Elon Musk’s transformation of X, formerly Twitter, into a political machine supporting Donald Trump could see the billionaire rewarded with a place in the president-elect’s new administration.
The SpaceX boss has become Trump’s most vocal fan and one of his biggest financial backers during the US election, which has seen X become an unofficial Republican Party campaign tool.
Musk’s influence has been so stark that, in his speech to supporters on election night in the US after he declared victory, Trump paid a lengthy tribute to Musk, calling him a “star” of the Republican Party and a “wonderful” guy.
Musk has posted relentlessly about his support for Trump to his hundreds of millions of followers in the run-up to the election, claiming the future of civilisation was at stake at the polls.
The Tesla and SpaceX boss has appeared at several Trump rallies, as well as pumping millions of dollars into campaign groups supporting the Republican nominee, and funding controversial sweepstakes in swing states that required people to register to vote and sign a pro-Trump petition in order to be eligible.
Alongside thousands of pro-Trump messages, Musk’s X account, and those of many of his own most ardent fans, have also promoted conspiracy theories and misinformation around the key election issues, as well as the Democratic Party and its candidates, often receiving millions of views.

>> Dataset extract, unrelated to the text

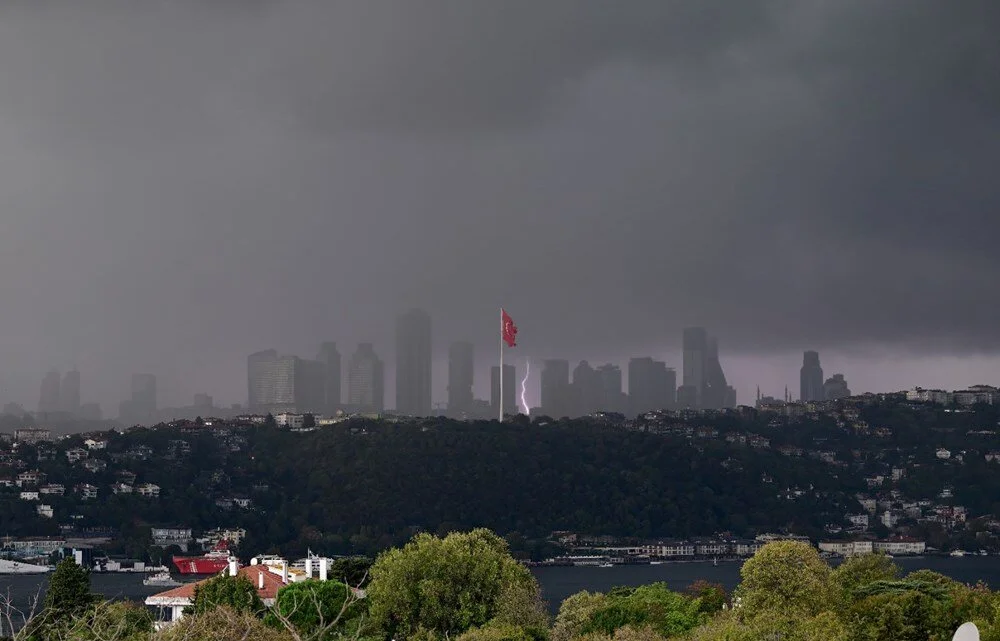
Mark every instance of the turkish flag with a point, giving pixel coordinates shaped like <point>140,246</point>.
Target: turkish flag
<point>509,329</point>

Such has been the swell and relentlessness of the support from Musk that Trump has suggested the tech boss could be given a role in his new cabinet around cost-cutting or government efficiency – a role Musk had previously called to be created to help reduce government spending.
The approach to Trump from social media, and specifically X, has been in stark contrast to the 2020 election, when his posts were regularly fact-checked or flagged as misinformation before and after the election, before ultimately being banned from Twitter – as it was then – and other sites for what they said were rule breaches around inciting the violence at the US Capitol on January 6.
That ban would remain in place on Twitter until Musk bought the platform two years later.
Musk’s management of X has been highly controversial, ever since he tool control of the platform in late 2022.
As well as changing its name, the Tesla and SpaceX boss dismissed more than half the platform’s staff, dismantled its content moderation team, shut down its trust and safety council, ripped up its verification system and restored accounts to hundreds of users who had previously been banned for breaching site rules, crucially, including the man who is about to return to the White House.
Having previously described himself as a “moderate Democrat”, Musk said in 2022 he was shifting to voting Republican and has since gradually upped his support for Trump while criticising the Biden administration.
It has led to the heavily Musk-backed Republican ticket taking back the White House.
Now, Musk finds himself uniquely positioned as a powerful ally to the next president, able to sway a large online platform with a single post, a type of power Trump knows the value of, having forged his political career through the reach of social media.